Continuons nos balades et visites en ïle de France...
Aujourd'hui, grande journée: Fontainebleau et ses
alentours, Montigny sur Loing, Bourron-Marlotte.
Le "château de Fontainebleau" peut s’enorgueillir d’avoir connu huit
siècles de présence souveraine continue.
Capétiens, Valois, Bourbons, Bonaparte ou Orléans, chacun des membres
des dynasties ayant régné sur la France se sont succédés dans ses murs.
Rois et reines, empereurs et impératrices se sont attachés à embellir le
château construit autour du donjon originel.
L’ensemble constitue rapidement un vaste palais dans lequel se déroulent
nombre d’événements historiques déterminants.
Aigle royal à l'entrée du "Château de Fontainebleau"
Nous arrivons devant la grille d'entrée du Château
Fermée sur trois côtés et regardant à l’ouest sur la ville depuis la
destruction de la quatrième aile et la création d’une grille en 1809-1810,
cette cour est devenue "Cour d’Honneur" au cours du XVIIIe siècle.
Appelée cour du Cheval Blanc depuis l’installation d’un cheval de plâtre
en son centre au XVIe siècle, elle est également appelée cour des Adieux
depuis le départ pour l’île d’Elbe de Napoléon Ier, le 20 avril 1814.
Symbole du château de Fontainebleau, le célèbre "escalier en fer-à-cheval"
est un ouvrage du règne de Louis XIII d’après un modèle de la Renaissance
dû à Jean Androuet du Cerceau.
Palais tentaculaire, le château de Fontainebleau fait la synthèse de
l’architecture en France, du XIIe au XIXe siècle
Aile droite de l'escalier
Résidence des souverains depuis le XVIe siècle, le château de Fontainebleau
conserve un exceptionnel ensemble d’œuvres d’art dont les caractéristiques
stylistiques et esthétiques témoignent du goût de ceux et celles qui pendant
quatre siècles habitèrent les appartements et décidèrent de leurs décors.

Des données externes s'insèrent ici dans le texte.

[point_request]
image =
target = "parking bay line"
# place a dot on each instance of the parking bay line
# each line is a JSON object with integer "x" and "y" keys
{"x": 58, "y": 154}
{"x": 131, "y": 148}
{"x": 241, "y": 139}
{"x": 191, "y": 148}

Éléments de l’ornementation ou du mobilier, ces œuvres invitent à une
passionnante leçon d’histoire de l’art et font de chaque visite du château
un prétexte à de nouvelles découvertes.
Pour le "salon des Jeux de Marie-Antoinette", l’ébéniste Beneman livra
en 1786 deux commodes exécutées sous la direction d’Hauré à partir
d’un meuble de Stöckel.
Voulue en 1805 par Napoléon Ier dans l’ancienne chambre du roi,
"la salle du trône du château de Fontainebleau" est la seule aujourd’hui
conservée en France dans son état historique
Le style de l'intérieur est très luxueux, avec feuille d'or et beaucoup
de peintures sur les plafonds. Ici, la chapelle du château
"Le Parc d’une superficie de 130 hectares" est étendu au delà du dénivelé
du bassin des Cascades, le parc marquait autrefois à l’est, les limites du
domaine royal.
Depuis le village d’Avon il était traversé par la principale voie d’accès au
château. Sa configuration actuelle, l’organisation du réseau d’allées en
étoile et de cascatelles, résulte de la création du canal sous Henri IV .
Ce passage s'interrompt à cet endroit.